Hay una dosis considerable de autoconsciencia en muchos momentos de la película, momentos en los que se camina de puntillas para tratar de no molestar a nadie y otros en los que incluso se saca una bandera bien visible que no deje lugar a dudas de lo que se está haciendo. Y no puedo culpar a Glazer, porque muchos han sido los que han tratado de exorcizar los fantasmas del nazismo y han acabado siendo malinterpretados. La sombra de Rivette es alargada y lo han seguido otros inquisidores para los que cualquier asomo de artificio era una ofensa a la memoria. Cuando pienso esto siempre recuerdo La escritura o la vida de Jorge Semprún, donde se relata una conversación tras la liberación de los campos de exterminio en la que algunos intelectuales se preguntan cómo será posible transmitir el horror de lo que había sucedido: «¿Cómo contar una historia poco creíble, cómo suscitar la imaginación de lo inimaginable si no es elaborando, trabajando la realidad, poniéndola en perspectiva? ¡Pues con un poco de artificio!».

La zona de interés

La zona de interés se crece cuando las palabras son intrascendentes y cuando los actores callan. Porque los personajes son, en su mayoría, fantasmas que vagan por los escenarios presos en el tiempo. Solo el comandante Höss existe más allá de los muros de la casa embrujada. Cuando Herr Höss le dice distraídamente a su mujer por teléfono que, durante la fiesta de la noche anterior, él solo podía pensar en los detalles técnicos que le hubieran permitido gasear a los invitados dado el inconveniente de los altos techos, vemos el reverso de la escena antes mencionada entre Frau Höss y su sirvienta judía, un momento que va más allá de la constatación de que para el comandante gasear a judíos es solo un trabajo que hay que hacer con la mayor eficiencia posible, un diálogo que quizá nos pudiera hacer sentir una incómoda —inconfesable— conexión con el personaje, con ese hombre que ha sido arrancado del lado de su familia y que se siente tan solo. Ver al comandante recoger sus cosas a última hora de la noche, después de una conversación en la que su mujer lo ha ignorado, con la preocupación de una enfermedad incierta, verlo descendiendo las escaleras del ministerio sumergiéndose en la oscuridad, perdido, hubiera sido para mí un final perfecto. Incluso se hubiera cerrado el círculo con la oscuridad que da comienzo a la película. Pero, como tantas veces ha sucedido, un final abstracto podría haberse interpretado de forma equivocada.

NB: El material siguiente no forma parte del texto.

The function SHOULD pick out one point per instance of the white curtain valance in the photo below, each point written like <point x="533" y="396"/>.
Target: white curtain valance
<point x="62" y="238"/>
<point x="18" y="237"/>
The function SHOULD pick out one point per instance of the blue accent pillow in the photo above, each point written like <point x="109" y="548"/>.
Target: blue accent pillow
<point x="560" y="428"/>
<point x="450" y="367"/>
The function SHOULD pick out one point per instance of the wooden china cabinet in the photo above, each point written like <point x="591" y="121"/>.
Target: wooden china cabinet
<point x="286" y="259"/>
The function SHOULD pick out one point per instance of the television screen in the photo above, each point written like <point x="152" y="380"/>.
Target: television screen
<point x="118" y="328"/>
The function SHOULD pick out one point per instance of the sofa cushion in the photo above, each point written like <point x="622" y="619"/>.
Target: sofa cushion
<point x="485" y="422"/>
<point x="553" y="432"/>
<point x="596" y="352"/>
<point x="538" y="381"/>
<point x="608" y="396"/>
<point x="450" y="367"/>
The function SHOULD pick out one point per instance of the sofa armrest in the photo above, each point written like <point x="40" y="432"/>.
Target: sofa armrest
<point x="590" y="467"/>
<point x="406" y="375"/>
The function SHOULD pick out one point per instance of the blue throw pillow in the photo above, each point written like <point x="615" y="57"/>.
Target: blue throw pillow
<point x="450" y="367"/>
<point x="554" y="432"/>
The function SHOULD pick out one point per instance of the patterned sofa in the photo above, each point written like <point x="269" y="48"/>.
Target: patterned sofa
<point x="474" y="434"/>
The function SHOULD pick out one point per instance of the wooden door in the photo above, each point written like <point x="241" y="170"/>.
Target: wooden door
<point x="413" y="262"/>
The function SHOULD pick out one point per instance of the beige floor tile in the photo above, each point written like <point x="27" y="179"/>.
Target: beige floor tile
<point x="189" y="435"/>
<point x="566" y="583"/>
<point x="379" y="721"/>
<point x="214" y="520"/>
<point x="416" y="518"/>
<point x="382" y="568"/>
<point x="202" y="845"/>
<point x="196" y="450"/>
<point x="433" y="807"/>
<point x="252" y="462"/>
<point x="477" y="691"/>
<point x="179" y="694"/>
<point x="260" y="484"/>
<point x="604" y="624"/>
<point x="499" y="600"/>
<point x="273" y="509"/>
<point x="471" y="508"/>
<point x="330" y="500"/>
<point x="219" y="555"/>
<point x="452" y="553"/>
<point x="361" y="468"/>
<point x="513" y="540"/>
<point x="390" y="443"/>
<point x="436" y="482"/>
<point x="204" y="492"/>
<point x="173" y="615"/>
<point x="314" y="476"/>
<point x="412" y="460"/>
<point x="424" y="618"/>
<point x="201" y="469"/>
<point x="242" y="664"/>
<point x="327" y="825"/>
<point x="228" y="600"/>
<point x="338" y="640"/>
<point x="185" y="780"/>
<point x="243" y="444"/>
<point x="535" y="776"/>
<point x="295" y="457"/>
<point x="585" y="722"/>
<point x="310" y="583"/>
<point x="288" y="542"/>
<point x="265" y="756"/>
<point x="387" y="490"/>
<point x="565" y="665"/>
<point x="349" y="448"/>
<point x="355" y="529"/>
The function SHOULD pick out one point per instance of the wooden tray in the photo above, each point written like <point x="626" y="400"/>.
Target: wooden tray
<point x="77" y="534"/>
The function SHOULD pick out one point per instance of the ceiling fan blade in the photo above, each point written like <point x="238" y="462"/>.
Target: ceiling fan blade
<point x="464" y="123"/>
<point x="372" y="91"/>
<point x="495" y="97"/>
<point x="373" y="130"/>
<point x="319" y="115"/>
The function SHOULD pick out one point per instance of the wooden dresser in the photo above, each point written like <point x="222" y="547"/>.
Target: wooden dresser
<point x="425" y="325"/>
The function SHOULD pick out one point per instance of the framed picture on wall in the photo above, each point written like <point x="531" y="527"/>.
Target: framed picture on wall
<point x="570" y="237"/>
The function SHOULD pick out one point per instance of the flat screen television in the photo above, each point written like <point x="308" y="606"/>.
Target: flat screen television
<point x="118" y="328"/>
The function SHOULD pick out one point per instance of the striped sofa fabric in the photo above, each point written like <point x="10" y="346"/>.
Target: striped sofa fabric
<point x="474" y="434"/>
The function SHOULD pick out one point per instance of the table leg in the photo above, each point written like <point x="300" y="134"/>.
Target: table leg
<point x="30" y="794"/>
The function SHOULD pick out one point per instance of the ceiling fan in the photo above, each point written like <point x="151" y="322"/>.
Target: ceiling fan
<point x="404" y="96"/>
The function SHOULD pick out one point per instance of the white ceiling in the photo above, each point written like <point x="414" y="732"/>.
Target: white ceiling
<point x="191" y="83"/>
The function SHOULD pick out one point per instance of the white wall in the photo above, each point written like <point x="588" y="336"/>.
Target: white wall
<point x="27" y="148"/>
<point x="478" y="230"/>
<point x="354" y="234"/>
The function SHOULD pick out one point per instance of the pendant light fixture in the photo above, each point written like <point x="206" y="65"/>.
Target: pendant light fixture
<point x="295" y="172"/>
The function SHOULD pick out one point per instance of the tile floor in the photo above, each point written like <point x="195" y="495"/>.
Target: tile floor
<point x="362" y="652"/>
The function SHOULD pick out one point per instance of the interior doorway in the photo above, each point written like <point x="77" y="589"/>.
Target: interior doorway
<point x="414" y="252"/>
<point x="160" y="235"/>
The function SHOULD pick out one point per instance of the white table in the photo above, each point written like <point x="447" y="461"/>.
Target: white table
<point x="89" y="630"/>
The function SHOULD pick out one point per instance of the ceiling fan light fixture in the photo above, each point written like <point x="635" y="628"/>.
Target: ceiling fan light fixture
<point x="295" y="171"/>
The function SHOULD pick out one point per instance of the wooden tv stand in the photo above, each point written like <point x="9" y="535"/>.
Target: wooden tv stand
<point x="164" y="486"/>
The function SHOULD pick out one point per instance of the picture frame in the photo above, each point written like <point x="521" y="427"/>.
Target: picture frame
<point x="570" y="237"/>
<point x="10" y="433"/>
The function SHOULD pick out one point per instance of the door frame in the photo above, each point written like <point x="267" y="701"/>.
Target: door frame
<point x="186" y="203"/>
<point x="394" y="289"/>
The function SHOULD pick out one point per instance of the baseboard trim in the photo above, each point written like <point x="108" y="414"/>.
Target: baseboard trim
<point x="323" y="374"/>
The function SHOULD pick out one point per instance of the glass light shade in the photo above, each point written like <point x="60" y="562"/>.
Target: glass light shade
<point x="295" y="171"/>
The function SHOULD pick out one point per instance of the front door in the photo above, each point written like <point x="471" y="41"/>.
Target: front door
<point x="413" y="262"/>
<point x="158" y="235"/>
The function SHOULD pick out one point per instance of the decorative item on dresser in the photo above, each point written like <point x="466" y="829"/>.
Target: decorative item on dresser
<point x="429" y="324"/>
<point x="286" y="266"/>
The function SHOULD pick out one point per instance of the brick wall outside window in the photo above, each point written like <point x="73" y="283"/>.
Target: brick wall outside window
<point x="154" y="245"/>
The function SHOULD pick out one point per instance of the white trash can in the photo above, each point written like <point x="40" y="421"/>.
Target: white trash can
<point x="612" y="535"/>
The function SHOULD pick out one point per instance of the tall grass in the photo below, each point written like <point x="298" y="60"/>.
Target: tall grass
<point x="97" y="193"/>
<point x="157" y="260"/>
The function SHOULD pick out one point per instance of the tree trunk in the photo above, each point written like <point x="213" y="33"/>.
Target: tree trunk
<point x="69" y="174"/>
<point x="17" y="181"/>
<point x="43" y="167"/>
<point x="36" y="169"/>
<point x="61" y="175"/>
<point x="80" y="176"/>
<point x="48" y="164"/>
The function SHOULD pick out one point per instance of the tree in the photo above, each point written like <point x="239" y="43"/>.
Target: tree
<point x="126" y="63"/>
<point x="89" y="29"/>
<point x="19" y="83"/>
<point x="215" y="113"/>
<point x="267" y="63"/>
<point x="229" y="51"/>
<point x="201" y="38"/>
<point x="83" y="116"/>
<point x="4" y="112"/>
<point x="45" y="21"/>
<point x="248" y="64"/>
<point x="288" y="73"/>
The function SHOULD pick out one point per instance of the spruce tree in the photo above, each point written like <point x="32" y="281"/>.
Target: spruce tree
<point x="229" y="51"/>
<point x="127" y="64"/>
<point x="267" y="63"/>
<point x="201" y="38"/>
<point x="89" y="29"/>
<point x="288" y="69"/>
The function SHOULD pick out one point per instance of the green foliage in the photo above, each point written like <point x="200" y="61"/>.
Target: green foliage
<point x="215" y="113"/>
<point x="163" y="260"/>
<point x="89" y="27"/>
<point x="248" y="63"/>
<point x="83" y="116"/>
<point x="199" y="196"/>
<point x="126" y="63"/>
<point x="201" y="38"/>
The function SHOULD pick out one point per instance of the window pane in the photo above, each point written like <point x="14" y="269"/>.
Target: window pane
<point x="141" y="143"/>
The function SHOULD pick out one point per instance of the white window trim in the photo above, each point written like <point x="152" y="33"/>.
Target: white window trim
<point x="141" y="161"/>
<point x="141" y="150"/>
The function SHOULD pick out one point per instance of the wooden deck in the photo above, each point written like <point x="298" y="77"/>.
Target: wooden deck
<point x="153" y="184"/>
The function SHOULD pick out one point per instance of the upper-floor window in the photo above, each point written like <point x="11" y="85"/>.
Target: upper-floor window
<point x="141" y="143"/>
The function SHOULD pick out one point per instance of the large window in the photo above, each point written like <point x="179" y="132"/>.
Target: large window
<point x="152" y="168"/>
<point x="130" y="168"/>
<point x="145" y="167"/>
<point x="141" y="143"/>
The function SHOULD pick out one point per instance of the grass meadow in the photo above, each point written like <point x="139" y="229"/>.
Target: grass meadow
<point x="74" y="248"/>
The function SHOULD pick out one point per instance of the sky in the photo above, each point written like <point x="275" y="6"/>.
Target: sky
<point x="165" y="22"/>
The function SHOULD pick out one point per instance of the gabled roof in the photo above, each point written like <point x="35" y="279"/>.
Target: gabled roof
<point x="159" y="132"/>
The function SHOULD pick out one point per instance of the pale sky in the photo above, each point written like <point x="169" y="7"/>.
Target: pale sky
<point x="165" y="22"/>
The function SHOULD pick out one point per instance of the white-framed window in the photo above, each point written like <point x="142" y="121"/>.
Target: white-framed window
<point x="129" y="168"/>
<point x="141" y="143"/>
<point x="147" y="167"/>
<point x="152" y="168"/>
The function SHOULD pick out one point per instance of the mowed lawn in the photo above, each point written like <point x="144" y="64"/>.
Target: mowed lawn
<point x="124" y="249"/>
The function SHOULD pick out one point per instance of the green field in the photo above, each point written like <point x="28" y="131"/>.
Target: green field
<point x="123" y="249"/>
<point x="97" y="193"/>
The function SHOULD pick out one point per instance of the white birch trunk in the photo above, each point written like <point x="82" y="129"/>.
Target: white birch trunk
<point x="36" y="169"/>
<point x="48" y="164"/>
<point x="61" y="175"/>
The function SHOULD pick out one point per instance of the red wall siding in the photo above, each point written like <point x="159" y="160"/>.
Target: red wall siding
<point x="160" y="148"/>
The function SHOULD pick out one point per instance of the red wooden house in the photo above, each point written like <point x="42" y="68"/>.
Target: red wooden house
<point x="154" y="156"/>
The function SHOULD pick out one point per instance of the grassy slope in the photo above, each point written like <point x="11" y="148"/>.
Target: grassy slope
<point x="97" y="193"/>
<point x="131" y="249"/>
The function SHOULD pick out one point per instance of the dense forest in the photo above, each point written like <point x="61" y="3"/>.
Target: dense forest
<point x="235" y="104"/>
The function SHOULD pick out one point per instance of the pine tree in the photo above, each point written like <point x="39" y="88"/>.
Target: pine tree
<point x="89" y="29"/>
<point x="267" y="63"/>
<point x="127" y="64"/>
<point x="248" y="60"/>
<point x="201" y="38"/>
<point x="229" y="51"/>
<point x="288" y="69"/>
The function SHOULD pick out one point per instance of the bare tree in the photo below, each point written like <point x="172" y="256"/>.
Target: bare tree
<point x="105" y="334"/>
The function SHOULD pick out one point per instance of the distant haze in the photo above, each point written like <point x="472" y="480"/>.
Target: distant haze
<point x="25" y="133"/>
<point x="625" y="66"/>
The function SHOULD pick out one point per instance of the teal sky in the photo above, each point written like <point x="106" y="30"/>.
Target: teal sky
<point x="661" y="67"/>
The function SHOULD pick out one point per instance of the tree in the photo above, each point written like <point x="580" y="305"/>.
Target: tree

Y lo curioso es que no creo que al espectador de este tipo de películas haya que aclararle las atrocidades que cometieron los nazis. En Happiness (Todd Solondz, 1998) no hacía falta explicar que el personaje del pederasta es asqueroso para reconocerse en él en partes que son comunes a cualquier persona. El espectador sabe que Höss es un criminal de guerra, que lo que hizo fue atroz, imperdonable. Lo revulsivo es darse cuenta de que era alguien de aspecto normal, un padre de familia con un buen trabajo en el ejército, un monstruo pero también humano.